A demarcação de dez terras indígenas, anunciada pelo governo federal, é vista como um passo crucial para a segurança de defensores do meio ambiente e para o enfrentamento da crise climática. Segundo a secretária nacional de Acesso à Justiça do Ministério da Justiça, Sheila de Carvalho, a medida ajuda a proteger os povos originários e seus territórios.

Em nota, a secretária destacou que a demarcação contribui para a redução de conflitos, fortalece a governança socioambiental e dificulta atividades ilegais como grilagem, mineração predatória e outras formas de exploração.

Com a oficialização dessas dez áreas, o número de terras indígenas reconhecidas sobe para 21. No ano anterior, 11 territórios haviam sido demarcados. As novas portarias de demarcação foram assinadas pelo ministro Ricardo Lewandowski. É importante ressaltar que, antes disso, não ocorriam novas demarcações desde 2018. O processo envolve diversos atos administrativos da Fundação Nacional dos Povos Indígenas (Funai), do Ministério da Justiça e da Presidência da República. A decisão final sobre a concessão definitiva da titularidade das terras às comunidades indígenas é do presidente da República, por meio de decreto de homologação.

Atualmente, as terras indígenas ocupam cerca de 117,4 milhões de hectares, representando 13,8% do território nacional. Estas áreas são consideradas um dos maiores contínuos de floresta tropical do planeta.

O governo considerou um estudo da Articulação dos Povos Indígenas do Brasil (Apib), do Instituto de Pesquisa Ambiental da Amazônia (IPAM) e do Comitê Indígena de Mudanças Climáticas (CIMC), que aponta que a ampliação das demarcações pode evitar até 20% do desmatamento adicional e reduzir em 26% as emissões de carbono até 2030.

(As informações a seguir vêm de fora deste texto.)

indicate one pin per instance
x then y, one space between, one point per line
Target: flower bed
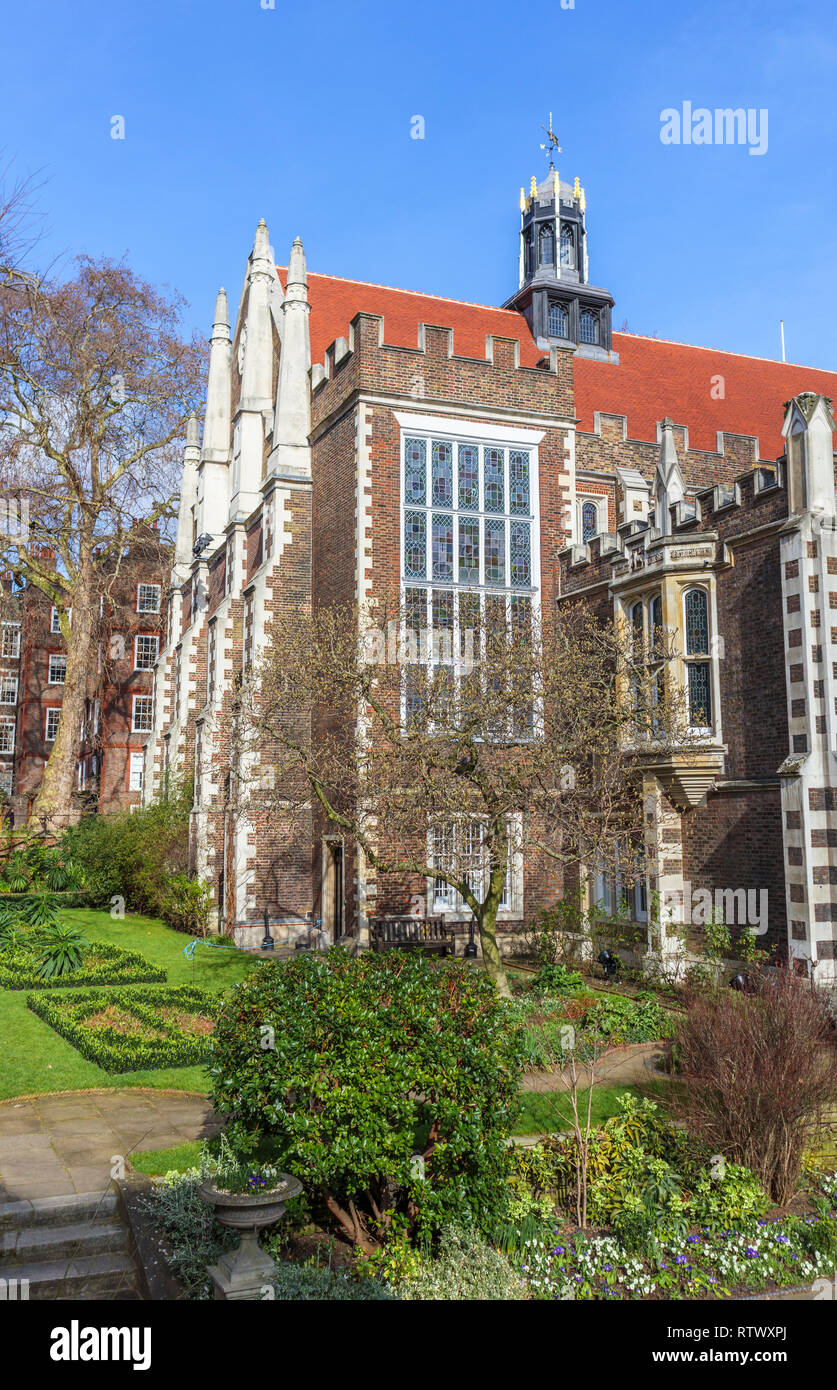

Sheila de Carvalho enfatizou que a demarcação representa o reconhecimento de um direito ancestral, além de um direito previsto na Constituição. Os documentos foram assinados em ação conjunta com o Ministério dos Povos Indígenas (MPI).

Os territórios indígenas abrangidos pela medida são: Vista Alegre (AM), Comexatiba – (Cahy-Pequi) (BA), Ypoi Triunfo (MS), Sawre Ba’pim (PA), Pankará da Serra do Arapuá (PE), Sambaqui (PR), Ka’aguy Hovy (SP), Pakurity (SP) e Ka’aguy Mirim (SP).

Essas áreas são habitadas pelos povos indígenas Mura, Tupinambá de Olivença, Pataxó, Guarani-Kaiowá, Munduruku, Pankará e Guarani-Mbya.

Durante a COP30, lideranças indígenas defenderam que não há política climática robusta sem segurança territorial. O governo ressalta que as dez demarcações abrangem povos, biomas e regiões distintas, fortalecendo a proteção climática, a diversidade sociocultural e a justiça ambiental.